We have demonstrated that 9 weeks after initial maternal symptomatology and prolonged maternal viremia, the placenta still had detectable Zika virus present within stromal (Hofbauer) cells of the chorionic villi together with Hofbauer cell hyperplasia. The significance of the occurrence of Hofbauer cell proliferation and hyperplasia, together with the demonstration of residual virus in these stromal cells following transplacental fetal infection, is especially interesting in light of a recent investigation that has demonstrated that Zika virus can experimentally infect, and subsequently replicate in, human Hofbauer cells. In this study, Quicke et al43 found that Hofbauer cells isolated from term human placentas were permissive to infection by a contemporary strain of Zika virus that is currently circulating in the Americas. Following in vitro infection of Hofbauer cells by Zika virus, viral replication was documented in these cells, which was accompanied by induction of type I interferon and proinflammatory cytokines. Viral infection also resulted in a modest activation of Hofbauer cells in which there was upregulation of retinoic acid–inducible gene I (RIG-I)–like receptor transcription as well as downstream antiviral effector genes, thus indicating that Zika virus infection of Hofbauer cells induced an antiviral response. The finding by these investigators that in vitro infection and replication of Zika virus infection resulted in only minimal cellular necrosis is especially interesting because of our findings of a lack of recent or remote necrosis in the placental chorionic villi of the infected fetus from this report. Also of significance in light of our findings is the recent report by Martines and colleagues44 who describe the immunohistochemical identification of Zika virus antigens within Hofbauer cells in chorionic villi from the placenta of a fetus that was spontaneously aborted at 11 weeks' gestation.

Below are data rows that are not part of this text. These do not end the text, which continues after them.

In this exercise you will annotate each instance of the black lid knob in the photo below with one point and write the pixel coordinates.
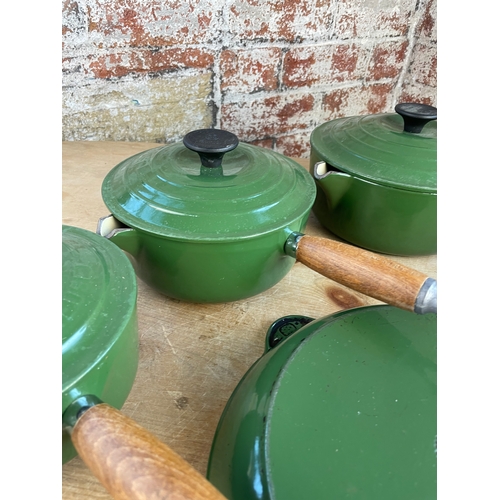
(211, 144)
(415, 115)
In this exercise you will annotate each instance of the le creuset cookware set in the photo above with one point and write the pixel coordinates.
(215, 220)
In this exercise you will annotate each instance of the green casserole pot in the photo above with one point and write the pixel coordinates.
(340, 407)
(215, 220)
(100, 355)
(377, 179)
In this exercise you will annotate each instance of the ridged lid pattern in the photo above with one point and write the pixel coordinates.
(164, 191)
(377, 149)
(99, 294)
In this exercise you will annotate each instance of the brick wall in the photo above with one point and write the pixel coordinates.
(269, 71)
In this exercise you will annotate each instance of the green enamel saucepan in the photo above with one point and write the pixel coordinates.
(100, 352)
(377, 179)
(340, 407)
(230, 228)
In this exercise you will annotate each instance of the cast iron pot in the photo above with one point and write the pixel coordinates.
(99, 362)
(377, 179)
(340, 407)
(222, 232)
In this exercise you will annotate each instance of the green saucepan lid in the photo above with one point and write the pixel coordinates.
(208, 187)
(392, 149)
(353, 411)
(99, 293)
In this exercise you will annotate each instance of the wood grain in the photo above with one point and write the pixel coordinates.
(133, 464)
(366, 272)
(191, 356)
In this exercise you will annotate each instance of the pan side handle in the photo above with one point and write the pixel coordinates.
(367, 272)
(131, 463)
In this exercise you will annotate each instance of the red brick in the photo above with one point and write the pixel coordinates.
(420, 94)
(367, 99)
(427, 26)
(149, 61)
(322, 65)
(293, 20)
(156, 23)
(73, 19)
(423, 65)
(362, 19)
(268, 117)
(264, 143)
(294, 145)
(387, 60)
(250, 70)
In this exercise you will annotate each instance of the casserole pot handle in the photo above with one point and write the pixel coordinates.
(366, 272)
(130, 462)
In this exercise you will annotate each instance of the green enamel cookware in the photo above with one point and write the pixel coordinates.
(214, 220)
(340, 407)
(377, 179)
(100, 353)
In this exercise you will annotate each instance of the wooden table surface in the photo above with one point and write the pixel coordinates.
(191, 355)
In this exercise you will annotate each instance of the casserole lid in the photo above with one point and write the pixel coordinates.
(208, 187)
(392, 149)
(353, 410)
(99, 293)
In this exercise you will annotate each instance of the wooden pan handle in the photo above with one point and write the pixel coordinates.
(366, 272)
(133, 464)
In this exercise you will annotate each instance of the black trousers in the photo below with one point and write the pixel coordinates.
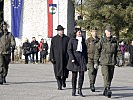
(80, 80)
(4, 63)
(36, 53)
(60, 80)
(26, 59)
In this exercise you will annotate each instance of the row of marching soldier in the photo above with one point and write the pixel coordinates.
(73, 54)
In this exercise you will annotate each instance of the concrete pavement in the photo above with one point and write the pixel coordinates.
(37, 82)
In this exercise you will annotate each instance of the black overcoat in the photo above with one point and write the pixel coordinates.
(58, 54)
(80, 58)
(131, 53)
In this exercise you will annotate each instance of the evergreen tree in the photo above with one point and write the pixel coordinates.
(116, 13)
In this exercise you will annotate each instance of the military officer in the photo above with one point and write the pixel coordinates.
(92, 45)
(7, 42)
(107, 53)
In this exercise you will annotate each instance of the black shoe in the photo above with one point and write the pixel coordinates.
(4, 80)
(1, 81)
(92, 87)
(74, 92)
(109, 93)
(59, 88)
(80, 93)
(64, 84)
(105, 92)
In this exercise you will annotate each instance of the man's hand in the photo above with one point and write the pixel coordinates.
(96, 66)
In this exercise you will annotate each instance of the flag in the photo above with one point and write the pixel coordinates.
(16, 16)
(52, 8)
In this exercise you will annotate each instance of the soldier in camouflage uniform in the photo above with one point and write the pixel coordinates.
(106, 53)
(92, 45)
(7, 42)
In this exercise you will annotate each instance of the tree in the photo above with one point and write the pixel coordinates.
(1, 10)
(117, 13)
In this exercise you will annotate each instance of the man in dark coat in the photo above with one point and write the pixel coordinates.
(34, 49)
(131, 53)
(92, 43)
(7, 42)
(59, 56)
(106, 53)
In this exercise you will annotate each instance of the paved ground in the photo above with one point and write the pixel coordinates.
(36, 82)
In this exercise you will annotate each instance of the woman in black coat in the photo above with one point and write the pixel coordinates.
(44, 51)
(26, 50)
(77, 51)
(131, 53)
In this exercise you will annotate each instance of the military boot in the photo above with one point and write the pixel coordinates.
(92, 87)
(59, 82)
(109, 93)
(4, 80)
(105, 92)
(80, 89)
(1, 80)
(74, 87)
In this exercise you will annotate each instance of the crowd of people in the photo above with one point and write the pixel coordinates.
(31, 50)
(78, 55)
(75, 54)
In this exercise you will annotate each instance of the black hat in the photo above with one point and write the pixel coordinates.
(109, 28)
(94, 28)
(59, 27)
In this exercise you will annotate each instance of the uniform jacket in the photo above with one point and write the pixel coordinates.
(26, 48)
(80, 63)
(58, 54)
(6, 42)
(44, 48)
(91, 47)
(34, 46)
(107, 51)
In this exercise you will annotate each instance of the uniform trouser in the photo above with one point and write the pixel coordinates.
(36, 56)
(4, 62)
(92, 72)
(40, 57)
(60, 80)
(80, 81)
(131, 59)
(107, 72)
(26, 59)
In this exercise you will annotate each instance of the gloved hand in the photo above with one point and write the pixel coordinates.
(120, 63)
(96, 66)
(53, 61)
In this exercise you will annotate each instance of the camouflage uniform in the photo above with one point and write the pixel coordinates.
(92, 45)
(106, 53)
(6, 42)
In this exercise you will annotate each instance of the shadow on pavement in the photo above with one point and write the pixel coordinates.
(33, 82)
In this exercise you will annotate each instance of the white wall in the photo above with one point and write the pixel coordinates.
(35, 21)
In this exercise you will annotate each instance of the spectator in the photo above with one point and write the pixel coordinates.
(26, 50)
(34, 49)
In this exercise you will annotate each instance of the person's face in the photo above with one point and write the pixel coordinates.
(93, 33)
(4, 27)
(107, 33)
(60, 32)
(78, 33)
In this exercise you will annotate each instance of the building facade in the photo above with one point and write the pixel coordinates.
(35, 18)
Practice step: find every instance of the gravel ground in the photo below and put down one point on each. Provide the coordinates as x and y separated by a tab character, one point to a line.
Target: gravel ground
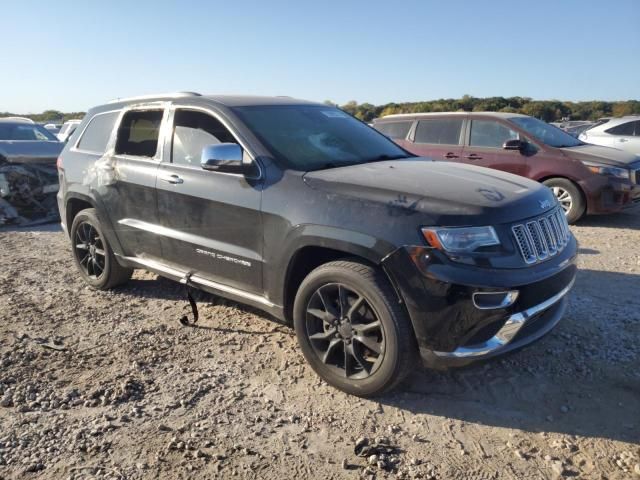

It is still not well understood what role(s) the Hofbauer cell has in facilitating or inhibiting transplacental transmission of infectious agents such as the Zika virus. However, based on the demonstration in this communication of proliferation and prominent hyperplasia of Hofbauer cells in the placenta from a microcephalic fetus infected early in gestation, the identification of residual Zika virus in villous stromal cells, using an RNA probe, and the previously published results of in vitro infection and replication of Zika virus in human Hofbauer cells, it appears highly probable that the Hofbauer cell has an important, or even primary, role in those cases where transplacental transmission of the Zika virus does occur. The unexpected absence in placental tissues of any necrosis or leukocytic response by the mother or fetus to transplacental Zika virus infection is also interesting and of unknown significance.
The authors have no relevant financial interest in the products or companies described in this article.